Namibia owes its independence to the OAU-President Geingob

By Andreas Thomas

President Hage Geingob, founding President Sam Nujoma and former President Hifikepunye Pohamba.
President Hage Geingob, founding President Sam Nujoma and former President Hifikepunye Pohamba.

Windhoek – For Namibia, the work of the Organisation of Organisation Unity (OAU) Liberation Committee and the solidarity of the African people were instrumental in securing the Namibian independence, said President Hage Geingob.

“It is why our future progress will remain intimately tied to the success of the African continent and its people,” President Geingob said in his Africa Day message on Friday.

Africa Day, marking the founding of the OAU on 25 May 1963 is a key moment in the history of the African continent.

He said the formation of the continental body, that has since transformed into African Union, does not only shine light on Pan-Africanism as an ideology of liberation and decolonization, but crucially, it also aligns our independence to the unity of the African continent.

“Africa is free. We are now in the second phase of our struggle in which the noble ideal of shared economic prosperity for all is not secondary, but an indispensable condition for a sustainable African future.

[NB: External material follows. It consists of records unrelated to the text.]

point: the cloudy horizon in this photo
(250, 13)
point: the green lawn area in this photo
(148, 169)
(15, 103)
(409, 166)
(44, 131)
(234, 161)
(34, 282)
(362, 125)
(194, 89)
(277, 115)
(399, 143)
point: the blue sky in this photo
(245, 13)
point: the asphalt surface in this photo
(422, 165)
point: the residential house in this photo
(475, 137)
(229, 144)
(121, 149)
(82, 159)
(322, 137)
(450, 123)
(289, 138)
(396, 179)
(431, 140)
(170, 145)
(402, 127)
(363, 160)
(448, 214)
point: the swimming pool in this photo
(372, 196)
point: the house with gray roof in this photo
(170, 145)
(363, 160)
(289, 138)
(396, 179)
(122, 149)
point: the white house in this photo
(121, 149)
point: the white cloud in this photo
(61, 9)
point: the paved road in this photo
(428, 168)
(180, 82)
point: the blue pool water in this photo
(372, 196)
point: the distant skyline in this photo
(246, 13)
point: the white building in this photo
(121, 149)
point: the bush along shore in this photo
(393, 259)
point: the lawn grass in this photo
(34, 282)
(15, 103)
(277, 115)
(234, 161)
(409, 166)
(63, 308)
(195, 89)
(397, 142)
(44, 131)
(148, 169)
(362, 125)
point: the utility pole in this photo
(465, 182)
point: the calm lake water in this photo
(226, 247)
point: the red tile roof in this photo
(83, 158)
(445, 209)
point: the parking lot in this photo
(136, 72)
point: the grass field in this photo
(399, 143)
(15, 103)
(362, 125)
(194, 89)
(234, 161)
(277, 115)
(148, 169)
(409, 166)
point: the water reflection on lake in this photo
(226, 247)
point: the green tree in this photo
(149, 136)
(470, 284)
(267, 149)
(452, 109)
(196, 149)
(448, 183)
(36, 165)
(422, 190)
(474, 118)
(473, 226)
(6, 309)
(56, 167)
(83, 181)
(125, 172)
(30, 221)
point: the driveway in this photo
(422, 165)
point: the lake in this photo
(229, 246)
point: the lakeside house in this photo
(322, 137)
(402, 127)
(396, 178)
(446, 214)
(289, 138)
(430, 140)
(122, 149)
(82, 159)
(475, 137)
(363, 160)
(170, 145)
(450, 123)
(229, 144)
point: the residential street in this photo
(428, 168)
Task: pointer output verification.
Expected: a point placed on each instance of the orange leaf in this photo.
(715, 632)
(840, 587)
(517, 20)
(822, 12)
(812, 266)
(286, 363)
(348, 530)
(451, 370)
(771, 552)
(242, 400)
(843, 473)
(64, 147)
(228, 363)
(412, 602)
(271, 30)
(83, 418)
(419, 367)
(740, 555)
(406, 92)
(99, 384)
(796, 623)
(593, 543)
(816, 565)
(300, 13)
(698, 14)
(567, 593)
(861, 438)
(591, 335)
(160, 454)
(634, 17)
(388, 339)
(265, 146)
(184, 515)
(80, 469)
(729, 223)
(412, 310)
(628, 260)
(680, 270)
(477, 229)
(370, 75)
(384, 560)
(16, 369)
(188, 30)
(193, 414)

“The work of the African Union through Agenda 2063: The Africa We Want remains important in ensuring that the majority of Africans have access to decent housing, health, education and economic opportunity.

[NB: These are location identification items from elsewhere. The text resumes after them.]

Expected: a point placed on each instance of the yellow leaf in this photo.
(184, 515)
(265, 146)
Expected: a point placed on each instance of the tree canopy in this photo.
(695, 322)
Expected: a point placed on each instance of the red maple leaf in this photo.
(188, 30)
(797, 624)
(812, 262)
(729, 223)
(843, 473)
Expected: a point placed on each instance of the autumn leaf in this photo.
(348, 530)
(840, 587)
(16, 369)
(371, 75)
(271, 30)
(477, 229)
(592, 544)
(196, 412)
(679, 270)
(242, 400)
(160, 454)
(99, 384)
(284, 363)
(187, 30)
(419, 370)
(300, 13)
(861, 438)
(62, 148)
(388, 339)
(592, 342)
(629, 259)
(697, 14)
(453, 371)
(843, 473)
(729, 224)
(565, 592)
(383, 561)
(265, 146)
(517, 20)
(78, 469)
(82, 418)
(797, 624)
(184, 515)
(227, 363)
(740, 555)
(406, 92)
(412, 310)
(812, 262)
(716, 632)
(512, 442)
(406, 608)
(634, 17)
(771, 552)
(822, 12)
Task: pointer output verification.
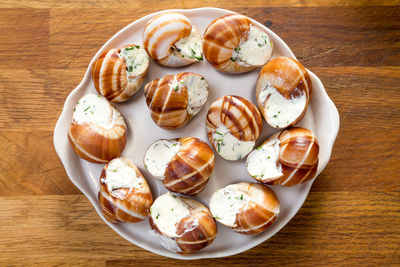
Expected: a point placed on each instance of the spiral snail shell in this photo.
(288, 158)
(247, 208)
(284, 90)
(233, 44)
(233, 125)
(172, 41)
(98, 131)
(174, 99)
(184, 164)
(124, 195)
(182, 225)
(119, 73)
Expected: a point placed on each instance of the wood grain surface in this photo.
(352, 214)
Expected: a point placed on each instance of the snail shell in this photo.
(233, 44)
(174, 99)
(287, 158)
(124, 194)
(188, 227)
(172, 41)
(98, 131)
(284, 90)
(247, 208)
(120, 73)
(233, 125)
(186, 169)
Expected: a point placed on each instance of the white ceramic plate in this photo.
(322, 118)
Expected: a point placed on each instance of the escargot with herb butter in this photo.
(234, 44)
(119, 73)
(184, 164)
(288, 158)
(174, 99)
(283, 92)
(124, 195)
(182, 225)
(247, 208)
(98, 131)
(171, 40)
(233, 126)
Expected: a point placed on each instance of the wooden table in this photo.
(352, 214)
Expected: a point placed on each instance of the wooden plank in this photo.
(348, 228)
(164, 4)
(319, 37)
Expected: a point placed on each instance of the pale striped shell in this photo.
(111, 78)
(97, 144)
(160, 35)
(168, 100)
(298, 156)
(238, 115)
(190, 169)
(195, 232)
(125, 204)
(259, 212)
(290, 78)
(220, 39)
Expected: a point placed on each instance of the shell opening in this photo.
(166, 212)
(136, 60)
(263, 163)
(279, 111)
(253, 50)
(159, 155)
(190, 46)
(96, 109)
(226, 203)
(120, 175)
(230, 147)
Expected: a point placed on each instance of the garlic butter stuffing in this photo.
(255, 49)
(95, 109)
(136, 60)
(159, 155)
(190, 46)
(120, 175)
(167, 211)
(226, 203)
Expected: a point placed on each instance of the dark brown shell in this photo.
(202, 228)
(190, 169)
(220, 39)
(254, 218)
(110, 77)
(125, 205)
(290, 78)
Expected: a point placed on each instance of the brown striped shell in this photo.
(125, 204)
(290, 79)
(111, 77)
(221, 38)
(190, 169)
(161, 34)
(195, 232)
(168, 100)
(97, 144)
(259, 212)
(298, 156)
(238, 115)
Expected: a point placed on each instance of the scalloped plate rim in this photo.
(333, 112)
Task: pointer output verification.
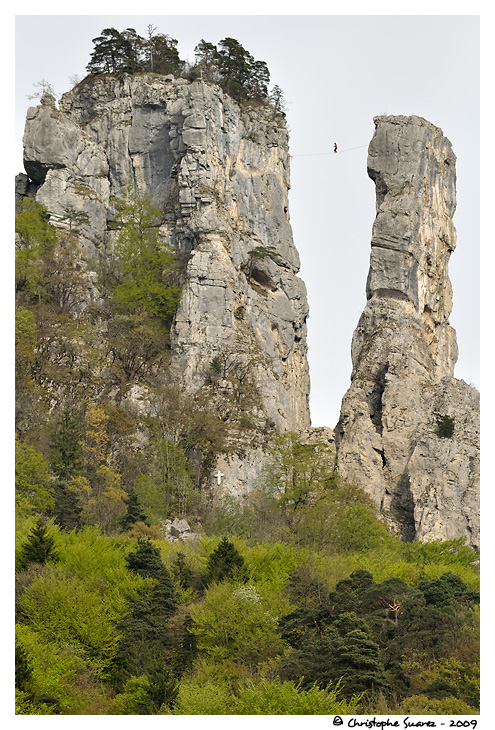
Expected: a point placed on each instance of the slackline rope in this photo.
(317, 154)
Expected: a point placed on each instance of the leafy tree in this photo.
(445, 426)
(226, 563)
(235, 623)
(295, 469)
(35, 240)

“To fight poverty, inequality and marginalization, and to unlock opportunities for our shared prosperity, particularly for our young people and future generations, we should encourage deeper economic integration; increase people-to people exchanges and make more investments in infrastructure to facilitate trade”.

The President emphasized that peace, security and effective governance “are the conditions sine qua non for our shared prosperity in the New Africa. In line with Agenda 2063, we have to silence the guns by 2020, for an Africa of opportunity for the majority to become a reality.

“We cannot create opportunities for our youth if we do not create accountable and transparent institutions, and intensify efforts to fight corruption. The decision by the African Union to dedicate its theme for 2018 to the fight against corruption is a step in the right direction. Concerted efforts should follow.

“I have no doubt that with more determination and focused implementation of policy; our vision of a united and prosperous Africa will become a reality. We have a unique opportunity to create sustainable conditions for our collective success.

On this Africa Day, we should reaffirm our commitment to work for a better Africa, a New Africa, and a different narrative for our continent”.

Africa Day signify victory against formal colonialism on the continent. “The rise of Africans against the brutality of imperialism and colonialism – Africans, conscious that they had the right to determine their own destiny, pursued through different forms of resistance and armed struggle, the systematic dismembering and termination of colonialism,” he said.

Geingob stressed that Africans need to pause, reflect and remind themselves with courageous deeds by the Pan-Africanist movement from its base in the Diaspora, led by influential activists and academics, including W.E.B DuBois, Henry Sylvester Williams and Edward Blyden, to leading nationalists such as Nkwame Nkrumah, Jomo Kenyatta, Julius Nyerere, Modibo Keita and Ahmed Sékou Touré.